So.. you may have realized that peach, like rhubarb is one of my ultimate FAVOURITE fruits – particularly to bake with. I love the way the flavour goes all sweet when baked – it reminds me of school desserts. Don’t worry, I loved my school dinners. The cooks were ACTUALLY called Mrs Cook and Ms. Pie… I know whenever I tell people this, they laugh and say… “you were in primary school and you were gullible.” true, but I still don’t think it was a lie. WHY would they lie about it, just WHY? I still hope and pray that it was one of those rare but amazing comic coincidences that are just awesome. Or maybe their names got them into cooking?!
So, here is the recipe, and it can be applied to any cake size – cupcakes, muffins or even a whole cake!
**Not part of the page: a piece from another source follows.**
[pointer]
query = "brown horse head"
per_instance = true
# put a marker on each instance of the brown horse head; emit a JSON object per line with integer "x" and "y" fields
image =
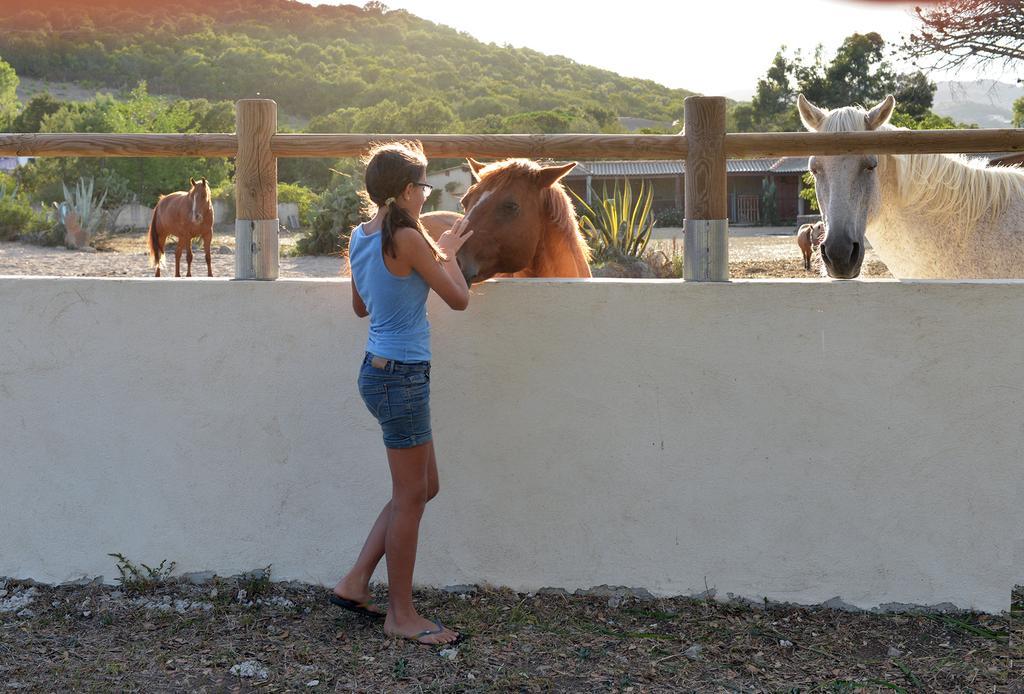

Mini Bundts are not necessary – even though they are awesome.
110g caster sugar
2 eggs, lightly beaten
1 tsp vanilla extract
110g self-raising flour
1-2 tbsp milk
2 ripe peaches (or nectarines)
- Preheat the oven to 175°C and grease your baking tin (or mini bundt tin)
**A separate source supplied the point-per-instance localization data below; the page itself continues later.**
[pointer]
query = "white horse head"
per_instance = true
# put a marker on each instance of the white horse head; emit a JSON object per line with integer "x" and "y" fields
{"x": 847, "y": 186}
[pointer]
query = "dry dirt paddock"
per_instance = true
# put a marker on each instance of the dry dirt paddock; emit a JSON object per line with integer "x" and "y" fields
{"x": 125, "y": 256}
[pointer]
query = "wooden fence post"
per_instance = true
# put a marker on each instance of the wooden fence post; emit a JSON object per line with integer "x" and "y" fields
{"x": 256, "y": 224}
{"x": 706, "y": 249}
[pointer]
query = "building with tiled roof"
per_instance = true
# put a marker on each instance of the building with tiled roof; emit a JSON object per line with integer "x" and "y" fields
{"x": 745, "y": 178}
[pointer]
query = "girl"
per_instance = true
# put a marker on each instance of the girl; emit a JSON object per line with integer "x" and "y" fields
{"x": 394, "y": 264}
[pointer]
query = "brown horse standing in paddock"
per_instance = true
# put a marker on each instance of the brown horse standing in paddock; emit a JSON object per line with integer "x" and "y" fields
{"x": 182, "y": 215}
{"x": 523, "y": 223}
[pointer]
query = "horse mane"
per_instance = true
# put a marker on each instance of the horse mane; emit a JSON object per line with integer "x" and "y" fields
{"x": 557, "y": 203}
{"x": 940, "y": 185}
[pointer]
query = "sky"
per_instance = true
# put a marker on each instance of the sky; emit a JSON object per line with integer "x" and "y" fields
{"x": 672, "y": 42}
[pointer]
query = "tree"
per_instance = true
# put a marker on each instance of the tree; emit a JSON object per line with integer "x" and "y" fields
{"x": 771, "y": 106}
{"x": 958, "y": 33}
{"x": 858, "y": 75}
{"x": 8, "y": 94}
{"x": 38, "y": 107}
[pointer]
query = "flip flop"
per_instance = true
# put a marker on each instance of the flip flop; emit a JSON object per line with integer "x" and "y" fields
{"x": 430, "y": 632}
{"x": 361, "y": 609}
- Remove the stone from the peaches and cut up – put in a blender until they become the consistency between puree and juice.
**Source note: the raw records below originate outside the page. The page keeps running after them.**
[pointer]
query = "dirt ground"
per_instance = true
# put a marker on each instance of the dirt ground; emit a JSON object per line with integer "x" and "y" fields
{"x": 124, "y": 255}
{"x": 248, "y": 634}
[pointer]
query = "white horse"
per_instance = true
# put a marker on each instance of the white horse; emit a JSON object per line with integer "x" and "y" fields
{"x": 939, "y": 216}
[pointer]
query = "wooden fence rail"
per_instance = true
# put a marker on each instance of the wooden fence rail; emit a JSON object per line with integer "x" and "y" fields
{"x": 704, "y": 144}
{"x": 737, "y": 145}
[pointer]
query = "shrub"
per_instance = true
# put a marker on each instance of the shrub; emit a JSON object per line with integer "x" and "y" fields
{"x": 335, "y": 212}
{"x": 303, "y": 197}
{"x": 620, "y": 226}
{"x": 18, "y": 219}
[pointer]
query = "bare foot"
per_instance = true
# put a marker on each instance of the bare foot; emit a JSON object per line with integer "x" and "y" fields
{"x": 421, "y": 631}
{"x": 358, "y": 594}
- In a bowl, mix together all the ingredients (except the peaches) until throughly mixed
- Add the peach puree and fold in with a spoon
- Spoon into baking tray OR mini bundt dish (half way up each bundt mold)
- Bake for 12-15 minutes or until the sponge bounces back when touches
You can eat these warm with ice cream (vanilla) OR cold with tea.